“Tú lo dices: Soy Rey. Yo para esto he nacido y para esto he venido al mundo: para ser testigo de la verdad. Todo el que es de la verdad, escucha mi voz” (Jn 18, 36-38).
La solemnidad de Cristo Rey, con la que termina el año litúrgico, nos invita a poner a Cristo en el primer lugar de nuestros intereses, de nuestro corazón. Y, en este año, la Iglesia nos propone el Evangelio en el que el Señor acepta el título de Rey, pero lo hace con una connotación especial: Él es el Rey de la verdad y sólo el que está en la verdad puede entenderle, escucharle, seguirle.
El problema es que la verdad suele aparecer fraccionada: cada uno tiene su verdad y cada uno cree que su verdad es la auténtica e incluso la única. ¿Cómo hacer para no caer en un subjetivismo que nos haga estar engañados, viviendo en la mentira, mientras creemos estar con la verdad y con Cristo?. Sólo hay un camino seguro: escuchar y seguir al Cristo vivo, a la Iglesia.
Así, pues, si la semana pasada meditábamos sobre la vida que trae la palabra de Dios, en comparación con algunas palabras “humanas”, hoy debemos fijarnos en que esa palabra divina es también la que nos da la plenitud de la verdad y que gracias a eso se convierte en el camino más recto para llegar a la vida.

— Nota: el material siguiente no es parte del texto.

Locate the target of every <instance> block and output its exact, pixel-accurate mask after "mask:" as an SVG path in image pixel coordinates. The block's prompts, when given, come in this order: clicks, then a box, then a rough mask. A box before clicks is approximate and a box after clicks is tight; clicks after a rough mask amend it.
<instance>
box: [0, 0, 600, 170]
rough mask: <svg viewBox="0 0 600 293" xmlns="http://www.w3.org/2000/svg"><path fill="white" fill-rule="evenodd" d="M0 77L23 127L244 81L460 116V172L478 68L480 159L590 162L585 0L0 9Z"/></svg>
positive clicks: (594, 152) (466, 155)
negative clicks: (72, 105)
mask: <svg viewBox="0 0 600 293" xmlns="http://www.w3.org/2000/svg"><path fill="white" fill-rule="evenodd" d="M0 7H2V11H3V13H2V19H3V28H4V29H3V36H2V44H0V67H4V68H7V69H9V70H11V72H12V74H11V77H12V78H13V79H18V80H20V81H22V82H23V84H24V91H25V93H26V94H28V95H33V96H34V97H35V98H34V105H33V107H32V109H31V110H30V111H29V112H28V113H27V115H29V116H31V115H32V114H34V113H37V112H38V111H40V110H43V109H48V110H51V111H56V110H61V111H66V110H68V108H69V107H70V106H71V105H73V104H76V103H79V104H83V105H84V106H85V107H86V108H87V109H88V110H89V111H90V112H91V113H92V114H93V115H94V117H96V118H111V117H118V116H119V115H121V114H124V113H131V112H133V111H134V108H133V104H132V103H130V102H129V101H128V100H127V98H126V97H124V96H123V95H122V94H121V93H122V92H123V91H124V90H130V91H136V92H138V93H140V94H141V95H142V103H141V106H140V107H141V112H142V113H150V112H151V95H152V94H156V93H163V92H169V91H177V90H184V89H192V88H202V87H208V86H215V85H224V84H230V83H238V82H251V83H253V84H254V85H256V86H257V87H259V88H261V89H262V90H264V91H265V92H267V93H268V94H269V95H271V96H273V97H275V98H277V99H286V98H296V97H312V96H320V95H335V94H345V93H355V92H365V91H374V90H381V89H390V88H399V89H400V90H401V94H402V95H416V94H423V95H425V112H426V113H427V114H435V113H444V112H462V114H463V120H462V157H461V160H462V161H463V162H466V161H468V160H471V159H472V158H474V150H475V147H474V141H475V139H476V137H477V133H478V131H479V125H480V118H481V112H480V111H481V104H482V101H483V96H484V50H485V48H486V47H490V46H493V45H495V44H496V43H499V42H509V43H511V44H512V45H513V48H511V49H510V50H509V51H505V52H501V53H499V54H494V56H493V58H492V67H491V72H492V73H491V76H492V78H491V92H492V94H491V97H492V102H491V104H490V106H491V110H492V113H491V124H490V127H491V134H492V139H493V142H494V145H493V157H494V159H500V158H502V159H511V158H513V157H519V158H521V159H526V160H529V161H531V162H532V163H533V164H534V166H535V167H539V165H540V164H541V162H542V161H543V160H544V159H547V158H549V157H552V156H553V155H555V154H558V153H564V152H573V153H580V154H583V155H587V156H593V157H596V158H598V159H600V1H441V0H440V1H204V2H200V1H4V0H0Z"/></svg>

Ahora bien, si en algún momento nuestros criterios éticos no coinciden con lo que Cristo nos enseña y la Iglesia nos recuerda, no pensemos que Cristo estaba equivocado porque vivió hace dos mil años, sino que los que estamos equivocados somos nosotros. Si queremos “estar en la verdad” debemos escuchar la voz del Maestro y someternos a ella, en lugar de pretender que sea el Señor el que se someta a nosotros, a nuestros intereses, a las modas o a los dictados de los poderosos de este mundo que buscan manipular las conciencias para su propio beneficio.